The term “atmospheric river” is something that has been talked about more often in recent years. In reality, it is not a new weather phenomenon. Atmospheric rivers have always been at work in the global climate system. They are an important piece of the global water cycle and distribution. Through years of satellite and radar data collection, along with the improved analysis by forecast models, their presence has been confirmed and become more clearly defined.
In the global climate system, the greatest amount of atmospheric moisture is found in the tropics. In this area near the equator, consistently warm ocean and air temperatures allow for a high amount of evaporation to occur, resulting in higher amounts of water vapor in the atmosphere. For this reason, the source (or headwaters) of an atmospheric river is nearly always located in the tropics.
When major low pressure systems develop in the mid-latitudes (the region around the globe located from 30 to 60 degrees north or south of the equator) they can, at times, tap into this plethora of moisture in the tropics, and draw it northward. Through years of research, it was noted that these focused moisture plumes are present during the most significant rain and snow events. This moisture-laden level of the atmosphere sets up several thousand feet high in the atmosphere. They are oftentimes over 1000 miles long and anywhere from 250 to 600 miles in width. The amount of water vapor that is transported in a strong atmospheric river can equate to 10 to 15 times the amount of water that flows out of the Mississippi River into the Gulf of Mexico.

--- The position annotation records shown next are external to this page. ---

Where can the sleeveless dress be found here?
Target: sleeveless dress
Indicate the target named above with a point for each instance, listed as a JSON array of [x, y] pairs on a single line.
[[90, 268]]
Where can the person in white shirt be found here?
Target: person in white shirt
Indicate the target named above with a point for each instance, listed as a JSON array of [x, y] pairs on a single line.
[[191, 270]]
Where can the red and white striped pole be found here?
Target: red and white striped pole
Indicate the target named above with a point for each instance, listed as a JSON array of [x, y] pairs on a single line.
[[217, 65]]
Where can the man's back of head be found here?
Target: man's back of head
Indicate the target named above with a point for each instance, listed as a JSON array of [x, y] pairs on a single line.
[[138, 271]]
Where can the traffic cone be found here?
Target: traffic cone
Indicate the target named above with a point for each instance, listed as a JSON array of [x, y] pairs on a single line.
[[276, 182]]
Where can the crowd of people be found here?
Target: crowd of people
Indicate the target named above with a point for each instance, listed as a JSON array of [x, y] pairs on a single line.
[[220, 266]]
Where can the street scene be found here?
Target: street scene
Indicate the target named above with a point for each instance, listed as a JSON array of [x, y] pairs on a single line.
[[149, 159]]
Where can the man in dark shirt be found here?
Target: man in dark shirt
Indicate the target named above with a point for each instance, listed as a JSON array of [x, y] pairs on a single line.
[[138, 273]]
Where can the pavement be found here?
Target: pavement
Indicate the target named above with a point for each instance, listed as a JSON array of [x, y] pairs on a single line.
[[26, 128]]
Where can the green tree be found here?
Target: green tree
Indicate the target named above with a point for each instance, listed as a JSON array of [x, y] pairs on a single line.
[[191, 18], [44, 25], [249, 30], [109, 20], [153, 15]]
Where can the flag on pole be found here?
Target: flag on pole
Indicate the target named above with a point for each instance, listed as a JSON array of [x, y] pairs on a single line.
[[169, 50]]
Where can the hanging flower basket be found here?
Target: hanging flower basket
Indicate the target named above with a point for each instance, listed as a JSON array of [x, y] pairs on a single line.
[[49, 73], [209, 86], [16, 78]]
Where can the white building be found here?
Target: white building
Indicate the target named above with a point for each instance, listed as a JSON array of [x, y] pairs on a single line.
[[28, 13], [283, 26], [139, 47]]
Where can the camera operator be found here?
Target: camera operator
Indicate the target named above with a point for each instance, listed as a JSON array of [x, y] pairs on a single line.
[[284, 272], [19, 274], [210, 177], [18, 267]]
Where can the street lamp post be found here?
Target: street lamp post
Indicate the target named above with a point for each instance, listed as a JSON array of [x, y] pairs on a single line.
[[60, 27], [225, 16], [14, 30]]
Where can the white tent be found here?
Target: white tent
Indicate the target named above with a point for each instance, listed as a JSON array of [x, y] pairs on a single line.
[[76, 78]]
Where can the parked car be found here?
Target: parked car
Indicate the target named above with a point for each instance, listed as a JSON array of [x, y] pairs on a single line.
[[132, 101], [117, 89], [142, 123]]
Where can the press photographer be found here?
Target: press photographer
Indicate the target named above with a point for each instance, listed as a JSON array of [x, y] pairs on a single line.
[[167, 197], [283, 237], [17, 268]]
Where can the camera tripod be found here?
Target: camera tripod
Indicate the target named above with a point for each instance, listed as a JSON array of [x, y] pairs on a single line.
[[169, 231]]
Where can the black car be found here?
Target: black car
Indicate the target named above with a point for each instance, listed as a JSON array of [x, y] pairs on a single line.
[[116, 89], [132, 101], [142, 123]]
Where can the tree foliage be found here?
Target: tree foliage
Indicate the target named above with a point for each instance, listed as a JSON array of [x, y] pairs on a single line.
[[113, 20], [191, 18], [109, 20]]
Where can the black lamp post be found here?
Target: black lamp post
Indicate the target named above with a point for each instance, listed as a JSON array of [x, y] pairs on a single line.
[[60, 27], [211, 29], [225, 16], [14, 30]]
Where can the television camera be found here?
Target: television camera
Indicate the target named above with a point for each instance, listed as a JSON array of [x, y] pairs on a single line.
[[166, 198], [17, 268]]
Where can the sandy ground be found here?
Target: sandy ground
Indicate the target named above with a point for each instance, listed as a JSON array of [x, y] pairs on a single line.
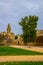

The western US experiences atmospheric rivers more often than any part of the country. In this area, major Pacific lows can, at times, bring in an atmospheric river known as the "Pineapple Express." This atmospheric river has its headwaters near the Hawaiian islands. When these systems run into the Pacific Coast, the precipitation rates can be extreme and produce major flooding. However, their presence is vital to the residents in the west, as these systems provide much needed water to the region. The most common time to experience the effects of an atmospheric river in the western US is from late fall and through the winter season. Just a few atmospheric river events can equate to nearly half of the precipitation that falls over parts of the western US in a given year!